Talking to The Express Tribune on the topic, Aurangzeb later said some reports were not made public because of their sensitive nature and governments made them public when they deemed it necessary.
Findings of the four-member Abbottabad Commission – headed by former Supreme Court judge, Justice Javed Iqbal, were submitted to the then prime minister Parvez Asharf in January 2013. However, the then PPP government had declared it ‘classified’.
Parts of the report were leaked to the media in July 2013 in which the commission held both the government and the military responsible for the ‘gross incompetence’ leading to ‘collective failures’ that allowed both Bin Laden to escape detection, and the US to perpetrate ‘an act of war’.

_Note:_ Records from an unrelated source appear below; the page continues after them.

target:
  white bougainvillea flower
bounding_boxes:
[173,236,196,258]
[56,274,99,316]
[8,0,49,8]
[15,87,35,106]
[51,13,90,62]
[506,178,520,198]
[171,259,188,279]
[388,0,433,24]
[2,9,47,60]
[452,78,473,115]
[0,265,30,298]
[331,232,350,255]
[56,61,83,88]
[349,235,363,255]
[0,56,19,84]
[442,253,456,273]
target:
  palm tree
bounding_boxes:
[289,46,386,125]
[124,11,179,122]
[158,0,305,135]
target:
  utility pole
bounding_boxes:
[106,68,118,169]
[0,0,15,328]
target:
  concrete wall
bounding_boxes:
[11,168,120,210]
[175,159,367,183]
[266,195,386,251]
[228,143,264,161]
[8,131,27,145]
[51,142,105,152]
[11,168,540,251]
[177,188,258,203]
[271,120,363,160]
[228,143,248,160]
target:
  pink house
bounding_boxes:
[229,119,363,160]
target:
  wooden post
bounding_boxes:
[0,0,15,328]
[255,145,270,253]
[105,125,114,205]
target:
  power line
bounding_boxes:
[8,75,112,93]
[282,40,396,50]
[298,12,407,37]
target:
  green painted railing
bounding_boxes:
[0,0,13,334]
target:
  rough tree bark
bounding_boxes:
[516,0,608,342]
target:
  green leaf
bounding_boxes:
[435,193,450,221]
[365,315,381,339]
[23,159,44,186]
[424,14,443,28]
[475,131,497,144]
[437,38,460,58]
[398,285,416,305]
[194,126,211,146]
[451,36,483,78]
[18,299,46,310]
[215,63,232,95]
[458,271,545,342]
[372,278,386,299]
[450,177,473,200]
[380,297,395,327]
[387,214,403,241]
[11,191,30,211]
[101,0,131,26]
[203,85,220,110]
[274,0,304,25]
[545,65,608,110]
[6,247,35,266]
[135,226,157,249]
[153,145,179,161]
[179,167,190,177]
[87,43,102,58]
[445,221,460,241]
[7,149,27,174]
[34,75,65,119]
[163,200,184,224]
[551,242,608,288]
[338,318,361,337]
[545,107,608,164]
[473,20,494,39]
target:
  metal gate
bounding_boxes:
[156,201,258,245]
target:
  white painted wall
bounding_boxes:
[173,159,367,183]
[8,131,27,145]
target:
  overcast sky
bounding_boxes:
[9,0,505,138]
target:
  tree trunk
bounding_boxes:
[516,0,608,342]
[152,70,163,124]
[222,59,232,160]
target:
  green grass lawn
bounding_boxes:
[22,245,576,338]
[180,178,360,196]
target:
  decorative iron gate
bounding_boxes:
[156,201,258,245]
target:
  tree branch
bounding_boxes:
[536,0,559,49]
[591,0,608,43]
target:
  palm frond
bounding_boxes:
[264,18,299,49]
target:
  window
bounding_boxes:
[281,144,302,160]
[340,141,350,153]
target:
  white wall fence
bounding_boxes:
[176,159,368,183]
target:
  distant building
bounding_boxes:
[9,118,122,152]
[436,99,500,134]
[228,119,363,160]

Various quarters – including some PPP leaders – have demanded that the findings are made public, particularly after the publication of a controversial article in February by Husain Haqqani, Pakistan’s former ambassador to the US.
In an opinion piece published in The Washington Post on March 13, Haqqani admitted to facilitating stationing of the US special operations and intelligence personnel in Pakistan and forging links that eventually allowed the US to carry out its 2011 raid in Abbottabad.
The former ambassador also indicated that while Islamabad was ‘officially kept out of the loop’, the PPP-led government was aware of both the developments.